LoRA-Ensemble: Efficient Uncertainty Modelling for Self-Attention Networks
This work addresses the need for efficient uncertainty modeling in machine learning, particularly for large models like transformers, offering a practical solution for real-world decisions requiring calibrated predictions.
The paper tackled the problem of high computational cost and memory footprint in ensemble methods for uncertainty estimation in self-attention networks by introducing LoRA-Ensemble, a parameter-efficient ensembling method based on Low-Rank Adaptation, which outperformed state-of-the-art implicit techniques and matched or exceeded the accuracy of explicit ensembles while achieving superior calibration.

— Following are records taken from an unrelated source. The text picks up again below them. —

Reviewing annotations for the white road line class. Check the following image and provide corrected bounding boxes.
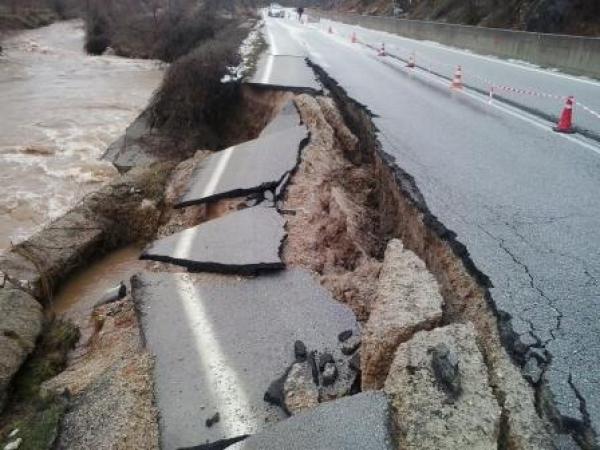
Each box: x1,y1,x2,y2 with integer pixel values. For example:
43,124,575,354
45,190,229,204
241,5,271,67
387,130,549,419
330,21,600,87
261,23,277,84
388,61,600,155
176,278,259,436
202,146,235,197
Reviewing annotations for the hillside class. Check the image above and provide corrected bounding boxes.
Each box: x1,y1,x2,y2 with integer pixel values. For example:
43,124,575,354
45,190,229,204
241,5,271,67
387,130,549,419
314,0,600,36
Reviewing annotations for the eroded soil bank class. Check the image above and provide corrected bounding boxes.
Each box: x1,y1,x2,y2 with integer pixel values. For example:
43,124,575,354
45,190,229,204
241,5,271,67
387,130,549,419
2,74,554,449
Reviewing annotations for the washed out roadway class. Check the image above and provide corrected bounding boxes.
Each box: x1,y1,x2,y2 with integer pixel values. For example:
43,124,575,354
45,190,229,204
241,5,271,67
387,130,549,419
177,123,308,207
260,14,600,440
132,269,358,450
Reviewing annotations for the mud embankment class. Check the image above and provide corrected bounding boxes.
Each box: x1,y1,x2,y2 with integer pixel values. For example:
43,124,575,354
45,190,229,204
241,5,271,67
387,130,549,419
314,61,595,448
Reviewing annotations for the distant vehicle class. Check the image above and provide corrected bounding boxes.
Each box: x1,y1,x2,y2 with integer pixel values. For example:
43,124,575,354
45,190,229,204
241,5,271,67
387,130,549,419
269,3,285,18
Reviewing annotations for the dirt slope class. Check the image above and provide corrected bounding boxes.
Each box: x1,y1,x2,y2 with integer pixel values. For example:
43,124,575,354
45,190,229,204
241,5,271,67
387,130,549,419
316,0,600,36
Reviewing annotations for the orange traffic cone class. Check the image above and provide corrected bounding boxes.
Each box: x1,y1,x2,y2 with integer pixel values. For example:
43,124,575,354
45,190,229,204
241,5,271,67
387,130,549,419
552,95,575,133
450,66,463,89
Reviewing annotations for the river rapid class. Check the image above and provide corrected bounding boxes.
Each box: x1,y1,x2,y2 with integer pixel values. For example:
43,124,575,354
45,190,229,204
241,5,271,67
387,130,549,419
0,21,163,253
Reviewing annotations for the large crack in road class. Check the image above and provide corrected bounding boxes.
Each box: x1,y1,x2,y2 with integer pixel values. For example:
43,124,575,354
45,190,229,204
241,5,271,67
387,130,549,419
302,59,595,447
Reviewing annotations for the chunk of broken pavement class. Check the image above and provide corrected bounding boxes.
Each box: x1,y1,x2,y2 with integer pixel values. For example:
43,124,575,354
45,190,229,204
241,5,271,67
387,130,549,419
283,361,319,414
361,239,443,390
294,341,307,362
228,391,396,450
322,362,337,386
384,323,501,450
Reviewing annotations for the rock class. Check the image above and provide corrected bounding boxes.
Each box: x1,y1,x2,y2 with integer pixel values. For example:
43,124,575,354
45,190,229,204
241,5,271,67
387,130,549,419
294,341,307,362
0,282,43,410
94,281,127,308
263,366,292,415
361,239,443,390
523,357,544,384
322,362,337,386
4,438,23,450
283,361,319,414
338,330,352,342
342,336,360,356
0,164,169,301
384,323,501,449
428,344,461,399
206,412,221,428
319,352,335,372
263,189,275,203
308,350,319,385
227,392,395,450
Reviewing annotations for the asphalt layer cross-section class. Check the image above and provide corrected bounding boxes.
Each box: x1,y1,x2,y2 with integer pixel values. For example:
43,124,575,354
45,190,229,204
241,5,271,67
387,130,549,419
132,269,358,450
141,205,285,274
258,14,600,440
177,124,308,207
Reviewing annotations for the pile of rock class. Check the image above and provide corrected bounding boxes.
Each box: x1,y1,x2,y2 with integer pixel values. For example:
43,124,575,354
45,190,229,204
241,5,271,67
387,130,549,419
0,280,43,410
265,330,360,415
362,240,501,449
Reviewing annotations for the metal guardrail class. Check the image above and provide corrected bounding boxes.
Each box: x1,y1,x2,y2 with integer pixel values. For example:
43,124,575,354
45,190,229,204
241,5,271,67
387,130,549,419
308,9,600,79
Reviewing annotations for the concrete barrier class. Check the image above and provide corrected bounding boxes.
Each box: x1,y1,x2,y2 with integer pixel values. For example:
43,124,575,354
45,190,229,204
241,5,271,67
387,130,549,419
309,10,600,79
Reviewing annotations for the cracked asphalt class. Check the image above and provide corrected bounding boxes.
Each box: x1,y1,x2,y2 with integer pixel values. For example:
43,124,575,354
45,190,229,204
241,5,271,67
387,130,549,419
259,14,600,440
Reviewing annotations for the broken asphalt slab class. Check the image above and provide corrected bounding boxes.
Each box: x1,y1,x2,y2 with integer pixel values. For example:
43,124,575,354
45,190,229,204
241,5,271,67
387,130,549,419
260,100,301,137
132,269,356,450
140,206,285,274
248,53,322,92
228,391,395,450
175,125,308,208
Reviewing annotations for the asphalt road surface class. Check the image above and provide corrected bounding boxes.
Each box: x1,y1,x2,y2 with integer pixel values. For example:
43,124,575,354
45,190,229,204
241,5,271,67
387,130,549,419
259,14,600,440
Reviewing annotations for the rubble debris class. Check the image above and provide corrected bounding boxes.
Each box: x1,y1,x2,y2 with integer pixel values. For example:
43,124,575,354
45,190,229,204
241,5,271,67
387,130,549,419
205,412,221,428
384,323,501,450
321,362,337,386
338,330,352,342
361,239,443,390
283,361,319,415
294,341,307,362
0,281,43,411
428,343,461,399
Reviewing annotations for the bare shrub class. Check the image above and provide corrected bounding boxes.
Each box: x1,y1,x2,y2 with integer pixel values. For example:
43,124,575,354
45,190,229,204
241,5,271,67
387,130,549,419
152,27,247,148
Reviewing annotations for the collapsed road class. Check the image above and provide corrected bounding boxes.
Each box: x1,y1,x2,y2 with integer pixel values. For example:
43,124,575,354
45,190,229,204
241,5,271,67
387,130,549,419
259,13,600,446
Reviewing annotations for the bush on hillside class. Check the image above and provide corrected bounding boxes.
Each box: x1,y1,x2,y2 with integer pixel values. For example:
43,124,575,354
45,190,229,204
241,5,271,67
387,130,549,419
151,27,247,148
85,11,110,55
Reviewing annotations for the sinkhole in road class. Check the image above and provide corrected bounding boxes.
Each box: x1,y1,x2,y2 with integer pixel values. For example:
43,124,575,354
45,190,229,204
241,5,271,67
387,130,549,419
304,63,594,448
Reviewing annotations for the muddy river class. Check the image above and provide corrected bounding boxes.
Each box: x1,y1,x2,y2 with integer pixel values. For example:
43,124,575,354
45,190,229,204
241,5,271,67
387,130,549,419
0,21,163,252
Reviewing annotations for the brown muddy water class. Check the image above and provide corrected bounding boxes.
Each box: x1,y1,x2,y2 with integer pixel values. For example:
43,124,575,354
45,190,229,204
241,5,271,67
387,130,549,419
0,21,163,252
51,245,146,325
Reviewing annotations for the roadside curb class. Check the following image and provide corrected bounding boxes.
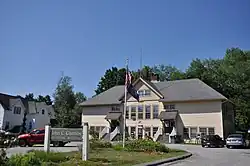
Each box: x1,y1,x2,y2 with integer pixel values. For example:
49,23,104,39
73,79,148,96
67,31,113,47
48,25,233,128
134,152,192,166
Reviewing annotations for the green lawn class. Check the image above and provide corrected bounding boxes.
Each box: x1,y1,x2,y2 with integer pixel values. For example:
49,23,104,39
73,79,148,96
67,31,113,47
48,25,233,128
48,148,186,166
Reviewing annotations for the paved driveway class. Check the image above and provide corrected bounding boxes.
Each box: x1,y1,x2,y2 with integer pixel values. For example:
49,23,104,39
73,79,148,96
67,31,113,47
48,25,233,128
161,144,250,166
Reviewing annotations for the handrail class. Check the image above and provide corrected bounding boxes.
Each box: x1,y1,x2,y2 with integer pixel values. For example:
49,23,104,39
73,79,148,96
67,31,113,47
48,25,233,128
99,126,110,139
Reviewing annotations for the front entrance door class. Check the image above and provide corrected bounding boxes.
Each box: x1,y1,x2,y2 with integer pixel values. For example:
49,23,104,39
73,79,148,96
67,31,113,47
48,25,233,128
110,120,120,132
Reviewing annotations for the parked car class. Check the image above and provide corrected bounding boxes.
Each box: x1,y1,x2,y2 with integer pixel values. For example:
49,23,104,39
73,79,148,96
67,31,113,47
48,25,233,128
18,129,68,147
201,135,225,148
226,134,246,148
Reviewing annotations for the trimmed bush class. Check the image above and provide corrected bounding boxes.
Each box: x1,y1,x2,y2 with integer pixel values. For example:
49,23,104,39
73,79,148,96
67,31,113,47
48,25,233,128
89,140,112,149
113,140,169,153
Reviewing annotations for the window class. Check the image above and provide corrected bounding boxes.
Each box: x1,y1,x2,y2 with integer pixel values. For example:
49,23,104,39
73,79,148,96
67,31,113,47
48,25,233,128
208,127,214,135
137,89,151,97
111,106,120,111
183,128,189,139
164,104,175,110
146,105,151,119
199,127,207,136
145,127,151,137
153,105,159,119
126,106,129,119
14,107,21,114
138,105,143,119
190,127,197,138
153,127,158,136
131,106,136,120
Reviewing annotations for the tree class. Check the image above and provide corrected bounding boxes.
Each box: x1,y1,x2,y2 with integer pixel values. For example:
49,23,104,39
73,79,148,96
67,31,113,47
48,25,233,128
152,64,186,81
54,76,76,127
54,76,86,128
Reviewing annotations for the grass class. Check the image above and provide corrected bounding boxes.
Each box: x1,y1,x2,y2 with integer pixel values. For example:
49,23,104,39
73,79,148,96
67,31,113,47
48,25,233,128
24,148,186,166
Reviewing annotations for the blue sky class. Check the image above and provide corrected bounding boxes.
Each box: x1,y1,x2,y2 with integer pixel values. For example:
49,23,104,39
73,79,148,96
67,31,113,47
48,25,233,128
0,0,250,97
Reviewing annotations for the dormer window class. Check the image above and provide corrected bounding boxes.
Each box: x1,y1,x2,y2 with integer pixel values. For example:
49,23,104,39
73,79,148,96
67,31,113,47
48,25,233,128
138,89,151,97
14,107,21,114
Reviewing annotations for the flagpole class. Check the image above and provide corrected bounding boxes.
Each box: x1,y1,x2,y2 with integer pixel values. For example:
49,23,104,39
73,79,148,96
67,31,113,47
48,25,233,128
122,59,128,148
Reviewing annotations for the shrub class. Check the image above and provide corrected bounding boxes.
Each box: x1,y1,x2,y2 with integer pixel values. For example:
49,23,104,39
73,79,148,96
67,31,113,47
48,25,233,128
7,150,72,166
0,149,8,166
113,140,169,153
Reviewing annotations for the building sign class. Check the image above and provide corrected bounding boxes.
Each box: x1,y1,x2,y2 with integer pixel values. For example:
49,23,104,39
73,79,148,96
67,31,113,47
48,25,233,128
51,128,83,141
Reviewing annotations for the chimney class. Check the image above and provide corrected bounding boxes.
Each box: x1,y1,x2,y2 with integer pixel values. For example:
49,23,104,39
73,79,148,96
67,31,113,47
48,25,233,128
151,73,160,83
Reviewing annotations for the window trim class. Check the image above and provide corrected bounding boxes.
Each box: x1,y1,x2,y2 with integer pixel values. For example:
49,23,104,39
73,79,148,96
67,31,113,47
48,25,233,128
137,105,143,119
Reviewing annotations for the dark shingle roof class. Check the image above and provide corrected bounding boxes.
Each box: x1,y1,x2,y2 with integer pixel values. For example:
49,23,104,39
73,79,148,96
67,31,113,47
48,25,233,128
155,79,227,101
0,93,28,109
81,79,227,106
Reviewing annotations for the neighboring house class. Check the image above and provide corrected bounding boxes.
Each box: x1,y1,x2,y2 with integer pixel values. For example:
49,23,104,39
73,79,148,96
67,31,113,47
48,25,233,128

Numerous real-world decisions rely on machine learning algorithms and require calibrated uncertainty estimates. However, modern methods often yield overconfident, uncalibrated predictions. The dominant approach to quantifying the uncertainty inherent in the model is to train an ensemble of separate predictors and measure their empirical variance. In an explicit implementation, the ensemble has high computational cost and memory footprint, especially if the base model itself is already large, like modern transformers. This motivates efforts to develop implicit ensemble methods that emulate the ensemble without explicitly instantiating all its members. We introduce LoRA-Ensemble, a parameter-efficient ensembling method for self-attention networks. It is based on Low-Rank Adaptation (LoRA), originally developed for efficient LLM fine-tuning, and extends it into an implicit ensembling scheme, where all ensemble members share the same, pre-trained self-attention network, but have individual low-rank matrices for the attention projections. The resulting method not only outperforms state-of-the-art implicit techniques like BatchEnsemble, but even matches or exceeds the accuracy of an Explicit Ensemble, while at the same time achieving superior calibration.